As for the Potemkin party that the new party would have left behind, so to speak, on this fiftieth anniversary of the start of what turned out to be the triumphant miners' strike of 1972, it is worth considering that a section of that party would seek to claim the mantle of, for example, the sometime Agent of the Durham Miners' Association, General Secretary of the National Union of Mineworkers (Durham Area), and longstanding member of the National Executive Committee of the Labour Party, Sam Watson. 

They would be more than welcome to that mantle. Watson conspired to close pits, he opposed all local strikes, he supported the sacking of his own due-paying members, and he secured for the Durham miners the lowest wages in the country, a situation that was not rectified until the strikes of 1972 and 1974. There is a room named after him in the Knesset building, which is not the kind of honour that is conferred on a casual acquaintance. One Struggle, brothers and sisters. One Struggle.
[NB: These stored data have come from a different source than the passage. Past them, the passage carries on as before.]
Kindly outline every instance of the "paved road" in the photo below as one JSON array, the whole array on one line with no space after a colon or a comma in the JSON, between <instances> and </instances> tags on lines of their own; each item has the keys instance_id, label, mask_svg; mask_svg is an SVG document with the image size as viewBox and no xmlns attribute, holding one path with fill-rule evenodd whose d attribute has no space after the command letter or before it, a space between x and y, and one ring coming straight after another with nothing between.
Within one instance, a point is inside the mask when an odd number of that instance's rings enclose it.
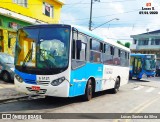
<instances>
[{"instance_id":1,"label":"paved road","mask_svg":"<svg viewBox=\"0 0 160 122\"><path fill-rule=\"evenodd\" d=\"M0 112L17 113L160 113L160 78L153 81L131 80L117 94L96 93L89 102L81 97L11 101L0 105ZM51 120L48 120L51 121ZM61 120L56 120L61 121ZM74 120L63 120L74 121ZM77 120L76 120L77 121ZM80 121L80 120L79 120ZM85 120L97 121L97 120ZM105 120L101 120L105 121ZM107 120L110 122L144 122L144 120ZM154 120L159 122L159 120ZM153 120L147 120L153 122Z\"/></svg>"}]
</instances>

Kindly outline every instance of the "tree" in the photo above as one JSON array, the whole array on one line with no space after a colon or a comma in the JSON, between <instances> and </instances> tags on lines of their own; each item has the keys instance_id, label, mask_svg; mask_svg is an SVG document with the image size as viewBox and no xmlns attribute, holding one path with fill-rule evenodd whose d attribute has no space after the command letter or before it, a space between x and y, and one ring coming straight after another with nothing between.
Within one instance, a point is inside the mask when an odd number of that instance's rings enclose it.
<instances>
[{"instance_id":1,"label":"tree","mask_svg":"<svg viewBox=\"0 0 160 122\"><path fill-rule=\"evenodd\" d=\"M124 46L127 47L127 48L130 48L130 45L131 45L130 42L126 42L126 43L124 44Z\"/></svg>"},{"instance_id":2,"label":"tree","mask_svg":"<svg viewBox=\"0 0 160 122\"><path fill-rule=\"evenodd\" d=\"M124 44L121 41L117 41L117 43L124 46Z\"/></svg>"},{"instance_id":3,"label":"tree","mask_svg":"<svg viewBox=\"0 0 160 122\"><path fill-rule=\"evenodd\" d=\"M118 44L123 45L127 48L130 48L131 43L130 42L126 42L125 44L123 44L121 41L117 41Z\"/></svg>"}]
</instances>

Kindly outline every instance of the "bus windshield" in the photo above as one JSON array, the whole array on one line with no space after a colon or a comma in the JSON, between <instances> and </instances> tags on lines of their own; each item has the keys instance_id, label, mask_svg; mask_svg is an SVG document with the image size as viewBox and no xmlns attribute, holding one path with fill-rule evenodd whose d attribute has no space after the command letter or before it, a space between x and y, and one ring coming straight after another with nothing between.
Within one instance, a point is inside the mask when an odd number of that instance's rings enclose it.
<instances>
[{"instance_id":1,"label":"bus windshield","mask_svg":"<svg viewBox=\"0 0 160 122\"><path fill-rule=\"evenodd\" d=\"M155 56L149 56L145 58L145 70L155 70L156 68L156 61Z\"/></svg>"},{"instance_id":2,"label":"bus windshield","mask_svg":"<svg viewBox=\"0 0 160 122\"><path fill-rule=\"evenodd\" d=\"M15 65L32 69L63 69L68 66L70 28L29 27L18 31Z\"/></svg>"}]
</instances>

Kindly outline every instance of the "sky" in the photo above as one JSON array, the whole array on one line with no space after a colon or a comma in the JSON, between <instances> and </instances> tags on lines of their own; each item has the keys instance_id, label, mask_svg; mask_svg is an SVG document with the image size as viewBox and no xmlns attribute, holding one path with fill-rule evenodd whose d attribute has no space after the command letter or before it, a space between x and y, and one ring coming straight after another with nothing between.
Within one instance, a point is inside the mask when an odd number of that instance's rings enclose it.
<instances>
[{"instance_id":1,"label":"sky","mask_svg":"<svg viewBox=\"0 0 160 122\"><path fill-rule=\"evenodd\" d=\"M91 0L65 0L61 11L61 23L79 25L88 29L90 3ZM151 3L150 7L154 7L154 11L158 11L158 14L139 14L142 7L147 8L146 3ZM106 24L93 31L113 41L132 42L130 35L160 29L160 1L100 0L98 2L93 0L92 29L103 23Z\"/></svg>"}]
</instances>

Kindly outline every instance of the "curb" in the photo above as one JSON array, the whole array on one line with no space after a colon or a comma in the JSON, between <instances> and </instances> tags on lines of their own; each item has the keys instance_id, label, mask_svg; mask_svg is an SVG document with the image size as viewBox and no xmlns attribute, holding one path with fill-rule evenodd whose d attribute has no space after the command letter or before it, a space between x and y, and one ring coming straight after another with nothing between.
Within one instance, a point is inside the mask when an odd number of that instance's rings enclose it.
<instances>
[{"instance_id":1,"label":"curb","mask_svg":"<svg viewBox=\"0 0 160 122\"><path fill-rule=\"evenodd\" d=\"M2 100L0 100L0 103L4 103L4 102L7 102L7 101L11 101L11 100L19 100L19 99L27 98L27 97L28 97L28 96L22 96L22 97L14 97L14 98L2 99Z\"/></svg>"}]
</instances>

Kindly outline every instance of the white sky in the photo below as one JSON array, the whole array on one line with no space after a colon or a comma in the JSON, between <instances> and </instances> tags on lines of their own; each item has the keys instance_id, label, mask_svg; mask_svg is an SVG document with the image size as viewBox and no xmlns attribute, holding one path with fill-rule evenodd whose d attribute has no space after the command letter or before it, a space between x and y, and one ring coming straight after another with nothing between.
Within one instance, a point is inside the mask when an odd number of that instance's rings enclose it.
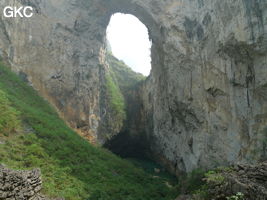
<instances>
[{"instance_id":1,"label":"white sky","mask_svg":"<svg viewBox=\"0 0 267 200\"><path fill-rule=\"evenodd\" d=\"M107 28L112 53L134 71L148 76L151 69L148 30L135 16L116 13Z\"/></svg>"}]
</instances>

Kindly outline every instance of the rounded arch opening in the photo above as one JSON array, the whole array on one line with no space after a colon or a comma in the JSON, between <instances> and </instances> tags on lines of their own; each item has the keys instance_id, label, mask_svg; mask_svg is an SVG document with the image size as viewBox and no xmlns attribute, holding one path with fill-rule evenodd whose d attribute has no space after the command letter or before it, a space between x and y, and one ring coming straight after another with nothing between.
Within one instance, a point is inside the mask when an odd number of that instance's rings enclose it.
<instances>
[{"instance_id":1,"label":"rounded arch opening","mask_svg":"<svg viewBox=\"0 0 267 200\"><path fill-rule=\"evenodd\" d=\"M129 14L128 14L129 13ZM115 12L110 16L106 26L106 63L108 76L117 84L124 103L126 117L119 131L104 144L113 153L125 158L146 158L149 151L141 116L142 100L139 94L144 80L152 75L152 56L155 45L152 45L151 26L154 23L143 23L143 15L132 12ZM140 18L139 18L140 16ZM150 19L147 17L146 19ZM142 20L142 21L141 21ZM154 41L153 41L154 42ZM112 56L110 56L109 52ZM154 51L155 52L155 51ZM114 66L123 61L132 70L122 70ZM120 62L121 63L121 62ZM134 73L134 72L137 73ZM142 75L141 75L142 74ZM109 90L107 92L110 92ZM112 95L110 95L112 96ZM114 118L114 117L113 117ZM136 124L139 124L136 126Z\"/></svg>"},{"instance_id":2,"label":"rounded arch opening","mask_svg":"<svg viewBox=\"0 0 267 200\"><path fill-rule=\"evenodd\" d=\"M144 105L142 104L143 97L141 96L142 88L144 86L144 84L142 83L148 83L148 82L150 83L150 80L153 80L155 78L155 75L157 74L156 72L163 68L164 57L161 52L163 51L162 44L164 38L162 36L164 36L164 30L163 27L158 25L157 21L145 7L142 7L134 3L129 3L129 1L125 0L112 0L109 2L110 2L109 4L104 5L107 6L108 9L107 12L105 13L105 16L101 18L100 22L102 28L101 30L103 31L101 32L103 34L103 35L101 34L101 36L103 36L101 47L104 47L104 51L100 51L100 53L105 54L104 56L105 59L101 60L101 62L104 62L104 66L107 67L105 69L108 69L103 74L111 76L112 78L115 77L113 81L118 84L117 85L119 87L118 89L121 90L122 95L124 96L126 105L125 106L126 118L125 120L123 120L123 126L122 128L119 129L118 132L113 130L109 131L114 134L111 135L111 137L108 140L104 141L103 146L122 157L149 158L150 135L148 134L148 132L150 132L150 130L152 130L153 127L150 121L149 125L146 125L145 121L146 119L144 119L144 117L141 117L144 107ZM107 42L107 29L114 15L118 13L124 16L131 15L133 16L133 18L137 19L137 21L141 23L142 26L145 27L146 38L148 43L150 44L149 45L150 69L148 70L149 72L146 74L146 75L149 74L149 76L145 78L146 81L139 81L139 84L134 84L137 87L130 87L131 89L129 89L128 83L119 85L119 83L123 81L121 81L122 79L120 77L119 78L117 77L118 74L116 72L114 73L116 69L114 70L114 68L112 67L111 63L112 59L110 59L110 56L108 54L108 50L112 50L112 47L111 45L109 47ZM128 38L128 40L132 39ZM131 47L129 46L129 48ZM123 80L129 80L129 79L127 77L126 79ZM141 80L144 80L144 78L142 78ZM150 93L153 93L153 91L150 91ZM145 96L144 98L147 97ZM149 101L152 102L152 100ZM109 118L107 117L107 115L105 115L104 117L106 117L105 119L107 119L109 123L108 120ZM114 119L114 116L112 116L112 118ZM112 124L114 124L113 122Z\"/></svg>"},{"instance_id":3,"label":"rounded arch opening","mask_svg":"<svg viewBox=\"0 0 267 200\"><path fill-rule=\"evenodd\" d=\"M133 71L148 76L152 40L148 28L132 14L114 13L106 29L107 49Z\"/></svg>"}]
</instances>

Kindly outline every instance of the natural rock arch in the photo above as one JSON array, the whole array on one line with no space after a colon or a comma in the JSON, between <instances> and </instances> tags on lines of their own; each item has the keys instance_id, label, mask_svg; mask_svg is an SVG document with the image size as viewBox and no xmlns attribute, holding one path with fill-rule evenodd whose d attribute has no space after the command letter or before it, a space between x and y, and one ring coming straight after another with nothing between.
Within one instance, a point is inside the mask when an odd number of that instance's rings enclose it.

Bringing us to the possibility that the spooky Ruth Smeeth or someone called Mary Creagh might contest Corbyn's seat, apparently because they blamed him for the loss of their own. Of course, they must know that they would only be taking one for the team, although whoever had done so would then be raised to the peerage. But the man who lost Stoke-on-Trent North and Wakefield was the man who abandoned Labour's commitment to Brexit. They ought to be standing in the constituency next door. They ought to be standing against Starmer.


  1. An Islington North Starmer candidate would come third behind Corbyn and the Lib Dem in either order.

    1. But Labour would claim a Lib Dem victory as a win for the Progressive Alliance.